Mathew Vickers was researching the recovery rate of coral on the Great Barrier Reef on a volunteering trip with James Cook University (JCU) when the incident occurred earlier this year.
The injuries Mr Vickers sustained in the attack, which happened three weeks into the trip, saw the tendons of his dominant left hand severed, resulting in more than 90 stitches, two surgeries and "12 weeks of still-ongoing physical therapy and counselling".
But thanks to a technical loophole, Mr Vickers was ruled to be ineligible for compensation by WorkCover and Workplace Health and Safety Queensland as he was found to be a volunteer and not a worker when the attack took place.
Last week, Mr Vickers launched a GoFundMe page in a bid to cover his ongoing medical bills and to repay accumulated debts, which he estimated was now over $20,000.
That original $20,000 goal was smashed within three days, with more than $30,000 pledged so far.
On the page, Mr Vickers explained he had been struggling financially since the attack, and slammed the university's "harsh" response to his situation.
"I am not covered by usual worker's protections, with the upshot that I have footed the costs of and trips to specialists, painkillers, and all the various therapies," he said.
"I have asked the university to help cover my medical bills, my trips to specialists, and my cost of living as I recover.
"The university has responded harshly ... and the university's insurer has responded by paying me $555.44, which falls short of the monetary cost so far."
He said he had been forced to rely on family and friends to get by for months.
"I am getting back to work, but it is a long climb back out of this hole, and I now have large debts to pay," Mr Vickers continued.
"The heavy lifting so far has been done by a few friends and family who lent me the extra money I have needed until now to pay rent, eat, continue physical and mental therapy.
"But it is too few lifting too much, and so I am asking my social network to help catch my fall."
But in a statement provided to news.com.au, a James Cook University spokesman said the university was simply following WorkCover's recommendations, and that Mr Vickers had been injured while taking part in an activity which had not been authorised by JCU.
"Mathew Vickers was engaged as a volunteer at the time of the incident. WorkCover assessed the incident and found Mathew Vickers wasn't an employee of the JCU and therefore wasn't entitled to WorkCover," the statement said.
"Workplace Health and Safety Queensland were also notified of the incident, made inquiries, and found no further action was required.
"At the time of the incident, some of the field trip participants were taking part in snorkelling, which was not part of the planned field trip."

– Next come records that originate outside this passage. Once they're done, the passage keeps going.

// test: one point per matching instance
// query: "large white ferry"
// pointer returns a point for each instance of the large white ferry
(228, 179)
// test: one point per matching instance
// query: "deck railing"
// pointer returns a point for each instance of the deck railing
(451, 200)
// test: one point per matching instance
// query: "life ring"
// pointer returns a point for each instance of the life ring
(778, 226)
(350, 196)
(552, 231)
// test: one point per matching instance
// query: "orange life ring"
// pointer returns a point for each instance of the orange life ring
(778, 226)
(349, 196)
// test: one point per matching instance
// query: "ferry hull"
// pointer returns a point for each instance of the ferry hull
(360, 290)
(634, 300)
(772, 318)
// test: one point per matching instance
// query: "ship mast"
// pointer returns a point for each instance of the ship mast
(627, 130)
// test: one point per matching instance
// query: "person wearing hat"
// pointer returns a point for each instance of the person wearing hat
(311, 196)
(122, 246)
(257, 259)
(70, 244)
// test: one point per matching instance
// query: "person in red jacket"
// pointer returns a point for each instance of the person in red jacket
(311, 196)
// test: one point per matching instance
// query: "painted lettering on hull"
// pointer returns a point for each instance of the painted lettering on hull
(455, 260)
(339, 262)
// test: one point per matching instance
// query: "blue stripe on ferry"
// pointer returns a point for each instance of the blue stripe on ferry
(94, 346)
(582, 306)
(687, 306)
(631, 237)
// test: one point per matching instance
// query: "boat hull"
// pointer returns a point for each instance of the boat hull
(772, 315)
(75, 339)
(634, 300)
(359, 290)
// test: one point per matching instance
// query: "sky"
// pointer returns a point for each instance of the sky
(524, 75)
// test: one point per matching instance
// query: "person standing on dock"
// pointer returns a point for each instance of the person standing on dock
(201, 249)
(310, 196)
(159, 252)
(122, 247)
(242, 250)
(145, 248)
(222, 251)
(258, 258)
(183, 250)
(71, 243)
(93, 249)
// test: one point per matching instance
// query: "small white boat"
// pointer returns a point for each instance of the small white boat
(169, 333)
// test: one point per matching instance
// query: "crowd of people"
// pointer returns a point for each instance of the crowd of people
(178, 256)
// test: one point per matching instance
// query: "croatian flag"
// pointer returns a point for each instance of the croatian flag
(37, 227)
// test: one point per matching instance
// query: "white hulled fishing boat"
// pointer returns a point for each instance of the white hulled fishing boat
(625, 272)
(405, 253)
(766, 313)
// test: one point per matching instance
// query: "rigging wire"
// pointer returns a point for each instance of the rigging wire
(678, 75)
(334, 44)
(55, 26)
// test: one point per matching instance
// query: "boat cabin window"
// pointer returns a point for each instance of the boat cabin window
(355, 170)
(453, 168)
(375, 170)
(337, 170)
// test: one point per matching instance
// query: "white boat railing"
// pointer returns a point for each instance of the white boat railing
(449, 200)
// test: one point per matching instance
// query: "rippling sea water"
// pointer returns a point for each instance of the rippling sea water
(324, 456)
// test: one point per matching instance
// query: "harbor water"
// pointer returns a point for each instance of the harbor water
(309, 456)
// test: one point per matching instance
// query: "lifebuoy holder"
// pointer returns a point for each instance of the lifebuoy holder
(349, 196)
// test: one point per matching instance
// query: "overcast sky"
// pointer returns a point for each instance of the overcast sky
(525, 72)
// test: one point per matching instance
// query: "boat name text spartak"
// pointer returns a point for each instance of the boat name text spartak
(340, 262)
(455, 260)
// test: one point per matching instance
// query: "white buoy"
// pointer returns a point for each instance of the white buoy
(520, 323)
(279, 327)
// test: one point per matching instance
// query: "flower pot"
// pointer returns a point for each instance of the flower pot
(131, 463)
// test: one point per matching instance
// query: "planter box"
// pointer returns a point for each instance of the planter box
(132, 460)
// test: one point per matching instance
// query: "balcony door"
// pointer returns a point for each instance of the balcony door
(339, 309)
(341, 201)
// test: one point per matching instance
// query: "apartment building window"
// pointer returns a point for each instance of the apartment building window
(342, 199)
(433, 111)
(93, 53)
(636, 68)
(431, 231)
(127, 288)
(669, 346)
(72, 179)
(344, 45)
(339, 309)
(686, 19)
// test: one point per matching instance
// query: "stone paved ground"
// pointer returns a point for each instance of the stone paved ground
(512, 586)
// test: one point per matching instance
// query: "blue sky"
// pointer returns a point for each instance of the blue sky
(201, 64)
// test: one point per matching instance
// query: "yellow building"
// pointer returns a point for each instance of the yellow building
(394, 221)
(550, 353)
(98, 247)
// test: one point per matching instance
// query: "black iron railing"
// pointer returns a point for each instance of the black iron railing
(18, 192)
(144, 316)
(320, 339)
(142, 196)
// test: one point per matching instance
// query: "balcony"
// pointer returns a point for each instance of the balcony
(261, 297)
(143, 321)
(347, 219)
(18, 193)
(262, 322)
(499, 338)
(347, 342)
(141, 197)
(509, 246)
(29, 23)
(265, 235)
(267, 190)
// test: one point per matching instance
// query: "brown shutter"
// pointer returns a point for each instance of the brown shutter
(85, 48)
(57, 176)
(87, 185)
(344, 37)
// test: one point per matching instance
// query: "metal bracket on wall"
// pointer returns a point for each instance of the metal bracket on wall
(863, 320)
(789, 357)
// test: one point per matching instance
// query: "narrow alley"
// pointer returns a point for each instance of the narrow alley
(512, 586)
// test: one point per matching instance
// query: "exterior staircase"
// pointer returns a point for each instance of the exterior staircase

The spokesman said the university had offered Mr Vickers non-financial support.
"Despite the fact that it was not a JCU-authorised activity, and despite the fact that he was a volunteer at the time, JCU has provided support to Mr Vickers," he said.
"In the immediate aftermath of the incident, a JCU rehabilitation co-ordinator contacted Mathew Vickers to offer support and assistance, including trauma counselling, as the university was concerned about his health and wellbeing.
"JCU also provided assistance with filing a claim through the university's insurer, and the university continues to offer Mathew Vickers the option of trauma counselling."
A WorkCover Queensland spokesman said the body would not comment on the matter based on "claimant privacy and confidentiality reasons".